Hans Leyendecker und Nicolas Richter

Der frühere Genfer Generalstaatsanwalt Bernard Bertossa würde es begrüßen, wenn die deutsche Justiz die Ermittlungen im Todesfall Uwe Barschel wieder aufnehmen könnte. "Es ist nie zu spät, das Richtige zu tun. Ich empfinde noch immer eine große Unzufriedenheit bei diesem Kriminalfall. Man hätte die Wahrheit entdecken können", sagte Bertossa der Süddeutschen Zeitung. "Es gibt Leute, die die Wahrheit kennen", vermutet der 65-Jährige, der auch Fehler der Genfer Justiz einräumt.

Polizisten tragen am 11. Oktober 1987 den toten Uwe Barschel aus dem Genfer "Hotel Beau Rivage". (Foto: Foto: AP)

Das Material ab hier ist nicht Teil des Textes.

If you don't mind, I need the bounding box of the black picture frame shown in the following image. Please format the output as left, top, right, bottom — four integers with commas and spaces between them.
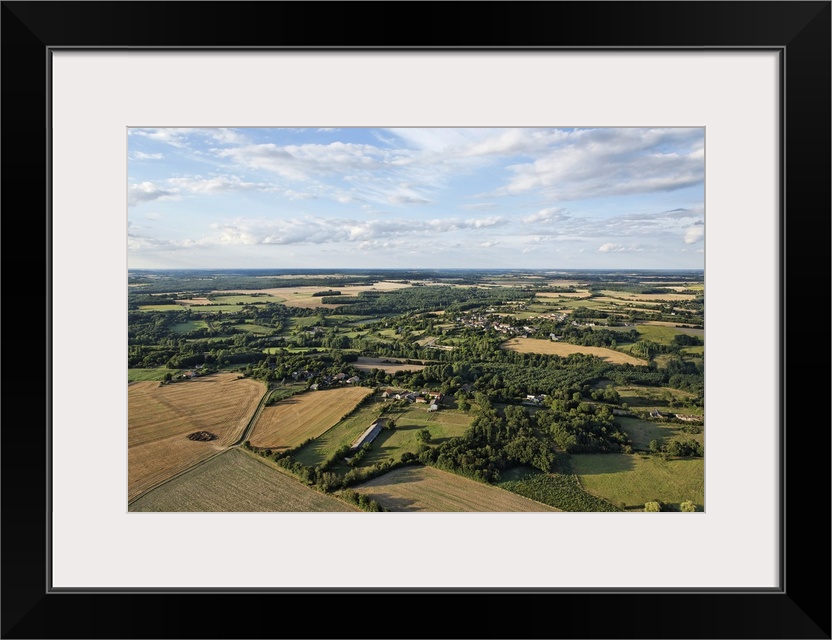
0, 1, 832, 638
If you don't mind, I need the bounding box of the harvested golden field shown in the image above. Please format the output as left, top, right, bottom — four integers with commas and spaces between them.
352, 358, 425, 373
214, 282, 410, 309
501, 338, 647, 365
249, 387, 373, 450
355, 466, 557, 513
127, 373, 266, 499
129, 449, 358, 513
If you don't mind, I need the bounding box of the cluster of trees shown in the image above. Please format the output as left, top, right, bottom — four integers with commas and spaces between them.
650, 438, 705, 458
419, 392, 629, 482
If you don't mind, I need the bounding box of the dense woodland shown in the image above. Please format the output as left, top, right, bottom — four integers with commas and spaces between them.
127, 271, 704, 510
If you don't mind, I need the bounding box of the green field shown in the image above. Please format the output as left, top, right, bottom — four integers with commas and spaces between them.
355, 465, 557, 512
615, 385, 704, 416
360, 404, 473, 467
292, 398, 384, 467
616, 416, 705, 451
171, 320, 208, 333
188, 304, 254, 315
129, 449, 357, 512
497, 467, 618, 512
139, 304, 185, 311
127, 367, 182, 382
206, 293, 277, 306
234, 322, 275, 336
571, 453, 705, 511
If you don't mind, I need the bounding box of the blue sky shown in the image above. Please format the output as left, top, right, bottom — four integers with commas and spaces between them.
127, 128, 705, 269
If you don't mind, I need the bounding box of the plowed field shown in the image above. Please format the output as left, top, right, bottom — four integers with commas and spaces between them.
355, 467, 557, 513
249, 387, 372, 450
127, 373, 266, 499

Der frühere schleswig-holsteinische Ministerpräsident war am 11. Oktober 1987 im Hotel "Beau Rivage" in Genf tot in einer Badewanne aufgefunden worden. Bis heute sind die Umstände seines Ablebens nicht geklärt. Es war Mord, Selbstmord oder Sterbehilfe. Kurz vor Barschels zwanzigstem Todestag tauchen in diversen Medien vor allem Mordthesen auf.

So kursieren vor allem Spekulationen, der damals 43 Jahre alte christdemokratische Politiker habe angeblich von Waffengeschäften gewusst und sei deshalb getötet worden. Auch Barschels Witwe Freya ist davon überzeugt, dass ihr Mann umgebracht wurde. Sie habe kein Vertrauen in die zuständige Staatsanwaltschaft, erklärte Frau Barschel.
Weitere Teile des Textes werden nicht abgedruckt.